The change also would allow the state’s Medicaid program to cover adults leaving prison during their first year back in the community. Both provisions are scheduled to take effect in January, under a law the legislature passed in 2023.

But in July, CMS announced it would no longer approve new changes of that type, or extend existing ones. Dr. Mehmet Oz, the agency’s administrator in the Trump administration, said allowing people to remain enrolled when they would have become ineligible would increase costs and direct resources away from “the truly vulnerable.”

The Colorado Department of Health Care Policy and Financing, which runs Medicaid in the state, said the changes would allow people to remain eligible despite fluctuations in income.

Young children need insurance coverage to keep up with their check-ups and developmental screenings, it said, and people leaving prison are at high risk of hospitalizations and overdoses.

 

Given CMS’ decision, however, the department is no longer working to implement the changes, spokesman Marc Williams said. Officials are still working out how to follow all aspects of the law, given that the legislature ordered it to do something that the federal agency will no longer allow, he said.

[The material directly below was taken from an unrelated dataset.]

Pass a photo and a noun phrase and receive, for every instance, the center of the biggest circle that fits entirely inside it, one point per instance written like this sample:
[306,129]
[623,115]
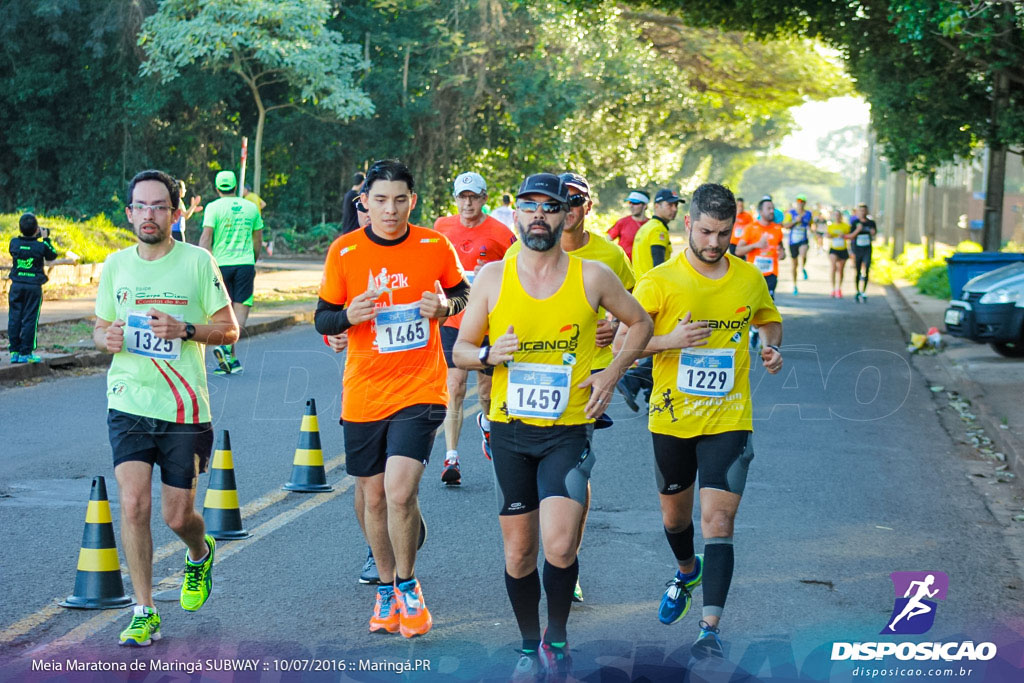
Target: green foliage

Sen. Michael Bennet, Sen. John Hickenlooper, Rep. Diana DeGette, Rep. Brittany Pettersen, Rep. Jason Crow and Rep. Joe Neguse, all of Colorado, urged CMS to reconsider in a letter Monday. They said the state’s data showed that children who received continuous coverage were more likely to use primary care and less likely to end up in a hospital.

“Children with coverage are more likely to get care early rather than to allow a simple ailment to turn into a more complex — and more expensive — one,” they wrote in the letter.